Volitions Advocate on 16/1/2012 at 07:55
I don't understand where you're taking the argument. You haven't proved that OSX doesn't run on non-apple hardware. It does. Who cares if the EULA doesn't permit it, people do it. The amount of people that do it has no bearing on whether or not it can be done.
Apple doesn't seem to really care much about it anyway unless you're doing it for people as a business.
This is as far as I took the argument. Windows and OSX are the 2 main competitors for consumer PC Operating systems, discounting O.S.S. OSX is much less money to upgrade / purchase than Windows. So I wish that Microsoft would charge less. I wasn't talking about hardware or any of the things you just cited.
as for Metro, I'm just reserving final judgement until it's fully developed.
Vernon on 16/1/2012 at 08:23
My only point is that in the real world, Windows versus OSX really is a bullshit comparison due to the fact that 99.99% of people run what came with their machine. The fact that some slashdotter can figure out how to run OS X on non-apple hardware doesn't change that. Hell, you could run it on a giant babbage engine and a pegboard given enough time and resources.
Quote:
OSX is much less money to upgrade / purchase than Windows.
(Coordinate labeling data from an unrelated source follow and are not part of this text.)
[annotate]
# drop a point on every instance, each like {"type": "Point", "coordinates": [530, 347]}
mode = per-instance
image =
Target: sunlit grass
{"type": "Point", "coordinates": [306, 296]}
No it isn't less money, since you have to buy a hugely overpriced piece of hardware to run it. When I say "you" I'm not talking about
you. I'm talking about the millions of "non-technical folk" (?) who have flocked to the altar of apple and wouldn't have the slightest clue about the difference between windows and osx other than its shiny and you have the right to sniff your own farts because you paid more
Volitions Advocate on 16/1/2012 at 12:28
Quote Posted by Vernon
other than its shiny and you have the right to sniff your own farts because you paid more
Well I'll definitely have to agree with you on that point. I go to school with those people.
wonderfield on 16/1/2012 at 16:07
Quote Posted by Vernon
More likely you're just confused and blinded by Apple's marketing department.
I suspect that if I were "blinded" by Apple marketing, I wouldn't be buying competing Microsoft products. Or do you believe it is Apple's intention for me to buy competing Microsoft products as part of their consumer blinding process?